His 1st concert ever was the Beatles, at the Atlantic City Convention Center. He was 11.

His 2nd was the Rolling Stones, the next year. Greg remembers it at the Brooklyn Academy of Music, though his sister thinks it was in Manhattan.

Greg went on to accomplish many things. Music was one — though not the only — motif.

His photo of Buddy Miles performing at Staples was published in the Westport Town Crier.

Gregory Katz’s story on John Lennon’s murder ran in the Rolling Stone issue with this now-legendary cover.

In 1980 — during the chaotic hours following John Lennon’s murder — Greg was the only journalist inside the Dakota building. (His parents owned an apartment there.)

Greg’s interview with Jay Hastings — the doorman who was the 1st person on the scene — ran in Rolling Stone. It became the definitive account of that night.

Greg’s journalism career includes a share of the 1994 Pulitzer Prize for international reporting. He was part of a Dallas Morning News team that produced a 14-part series on violence against women throughout the world.

For many years, Greg covered Latin America and the Mideast. Now ranging all over Europe, he’s written about popes, politics and Queen Elizabeth.

But until Sunday night, the only time he’d seen the Rolling Stones was that elementary school day, in either Brooklyn or Manhattan.

As acting news editor for AP’s London bureau — and with the regular arts reporter on vacation — he assigned the story of the Stones’ 50th anniversary bash at London’s 02 Arena to himself.

The Rolling Stones last Sunday (from left): Mick Jagger, Ronnie Wood, Keith Richards and Charlie Watts.

When we spoke earlier this week, Greg surprised me by saying he’d never been a big Mick Jagger fan. “I always thought he was trying to imitate Otis Redding,” Greg said. “And not well.”

Watching Mick live was different.

“He really, really moved well,” Greg said. “He’s fully engaged with the crowd.
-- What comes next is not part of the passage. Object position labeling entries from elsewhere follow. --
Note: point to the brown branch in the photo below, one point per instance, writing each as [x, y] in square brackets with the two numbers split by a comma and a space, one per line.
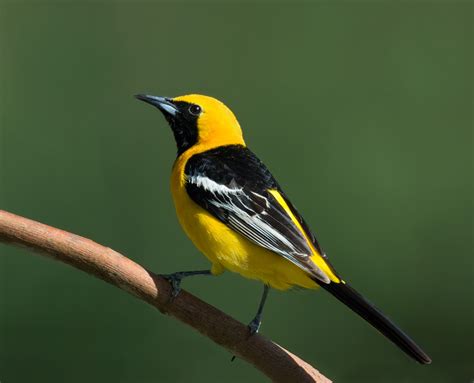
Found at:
[273, 360]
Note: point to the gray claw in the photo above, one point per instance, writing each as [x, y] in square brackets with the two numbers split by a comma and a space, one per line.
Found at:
[254, 326]
[175, 282]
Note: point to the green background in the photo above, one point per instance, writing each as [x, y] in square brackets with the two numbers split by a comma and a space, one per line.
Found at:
[362, 110]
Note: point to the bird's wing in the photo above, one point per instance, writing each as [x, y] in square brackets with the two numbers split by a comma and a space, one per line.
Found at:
[234, 186]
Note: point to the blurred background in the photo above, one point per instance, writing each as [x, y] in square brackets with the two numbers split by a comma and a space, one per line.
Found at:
[364, 113]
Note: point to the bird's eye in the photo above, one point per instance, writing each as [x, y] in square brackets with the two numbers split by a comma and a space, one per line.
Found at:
[195, 110]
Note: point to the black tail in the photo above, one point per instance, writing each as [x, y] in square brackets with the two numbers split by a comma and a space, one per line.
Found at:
[374, 316]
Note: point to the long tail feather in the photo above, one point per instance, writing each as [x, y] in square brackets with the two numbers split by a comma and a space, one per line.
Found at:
[349, 296]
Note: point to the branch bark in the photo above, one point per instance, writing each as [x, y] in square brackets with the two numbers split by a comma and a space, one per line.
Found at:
[273, 360]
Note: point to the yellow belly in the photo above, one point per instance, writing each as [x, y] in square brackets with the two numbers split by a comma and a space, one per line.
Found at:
[227, 249]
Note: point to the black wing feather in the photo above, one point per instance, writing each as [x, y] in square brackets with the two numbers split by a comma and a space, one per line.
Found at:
[233, 185]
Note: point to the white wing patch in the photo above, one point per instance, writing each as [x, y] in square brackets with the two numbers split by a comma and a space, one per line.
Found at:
[254, 224]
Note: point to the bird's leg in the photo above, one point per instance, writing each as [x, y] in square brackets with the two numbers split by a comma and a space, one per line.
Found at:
[254, 326]
[176, 278]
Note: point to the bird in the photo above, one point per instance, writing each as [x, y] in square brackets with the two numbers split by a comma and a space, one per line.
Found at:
[236, 214]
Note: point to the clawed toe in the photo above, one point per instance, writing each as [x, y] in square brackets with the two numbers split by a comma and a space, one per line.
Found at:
[175, 282]
[254, 326]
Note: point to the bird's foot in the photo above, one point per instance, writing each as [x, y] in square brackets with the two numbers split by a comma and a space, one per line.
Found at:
[175, 282]
[254, 326]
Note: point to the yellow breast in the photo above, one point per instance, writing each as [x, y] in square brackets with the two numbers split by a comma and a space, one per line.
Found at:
[225, 248]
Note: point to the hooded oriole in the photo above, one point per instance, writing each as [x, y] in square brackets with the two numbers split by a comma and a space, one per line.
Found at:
[234, 211]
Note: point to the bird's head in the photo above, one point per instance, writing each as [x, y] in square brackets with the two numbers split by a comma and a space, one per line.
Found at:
[198, 120]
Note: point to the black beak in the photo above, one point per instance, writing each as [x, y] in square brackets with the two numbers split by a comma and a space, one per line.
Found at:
[162, 103]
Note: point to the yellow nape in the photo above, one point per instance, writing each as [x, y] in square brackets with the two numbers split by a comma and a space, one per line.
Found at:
[217, 125]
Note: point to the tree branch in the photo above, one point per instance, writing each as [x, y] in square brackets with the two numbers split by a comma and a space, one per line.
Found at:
[273, 360]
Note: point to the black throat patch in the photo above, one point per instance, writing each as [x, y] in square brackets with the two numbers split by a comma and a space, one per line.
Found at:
[184, 127]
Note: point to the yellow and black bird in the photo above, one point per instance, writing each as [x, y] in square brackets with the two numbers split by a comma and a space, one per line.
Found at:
[236, 213]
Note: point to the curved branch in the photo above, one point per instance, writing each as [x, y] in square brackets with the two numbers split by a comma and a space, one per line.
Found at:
[273, 360]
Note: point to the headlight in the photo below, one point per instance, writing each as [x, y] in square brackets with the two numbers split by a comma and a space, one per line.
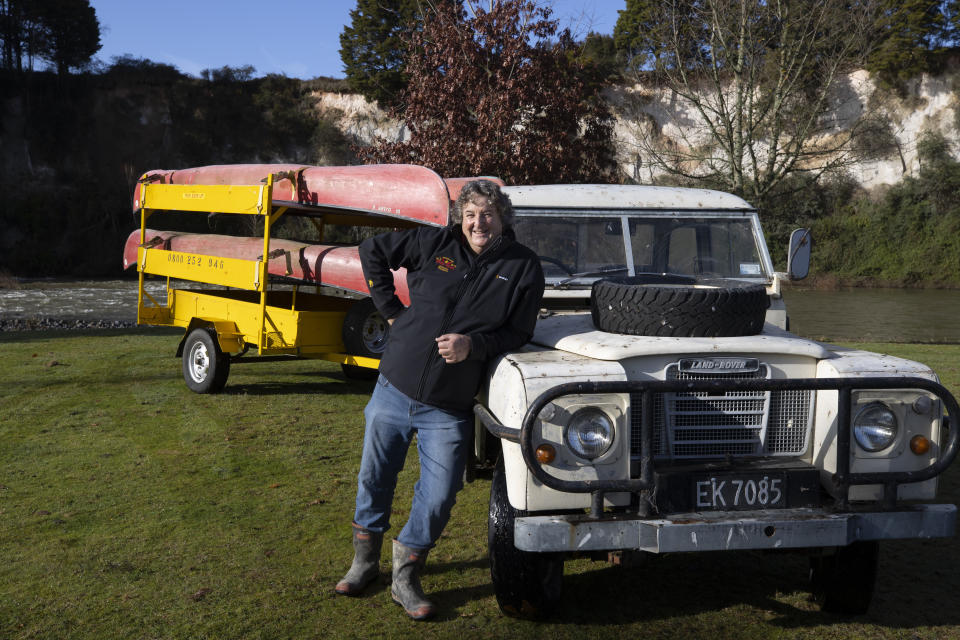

He looks very fit, and pain-free.”

The crowd ranged from Stones’ contemporaries — in their 60s — to those born 30 years after “Let’s Spend the Night Together.”

Greg says there are at least 3 reasons why people in their teens and 20s were there. “They hear a couple of songs, and really get into the rest of the catalog. Jagger is seen as cool, and undamaged by time. And the Stones are really tied into this whole sense of British pride.” They’re the latest attraction in a year that’s included the Olympics, the Diamond Jubilee, and James Bond’s 50th anniversary.

Greg’s concert highlight was “Midnight Rambler.” A wicked blues harp, Mick Taylor’s “incandescent” lead guitar, the brilliant backing of Keith Richards and Ronnie Wood, plus Charlie Watts’ energetic drumming, made for 9 minutes of “crackling intensity,” Greg said.

Another highlight: Jagger and Mary J. Blige’s rock-the-house duet on “Gimme Shelter.”

As for Richards himself — Weston’s most famous resident — Greg said, “he wasn’t flashy. But he looked confident and strong. He seemed really happy.”

Weston’s own Keith Richards.

(On Huffington Post, Greg wrote that Richards’ “survival has surprised many who thought he would succumb to drugs and drink.” The guitarist told the crowd: “We made it. I’m happy to see you. I’m happy to see anybody.”)

The Stones are not Greg’s favorite musicians; he prefers the Grateful Dead, Bob Dylan and Johnny Cash. And this wasn’t the best concert he’s ever seen. That would be Brian Wilson and his band performing the entire “Pet Sounds” album.

But, he said, Sunday’s show is among the top 5 concerts he’s seen recently.

I know. It’s only rock ‘n’ roll. But Greg and I like it.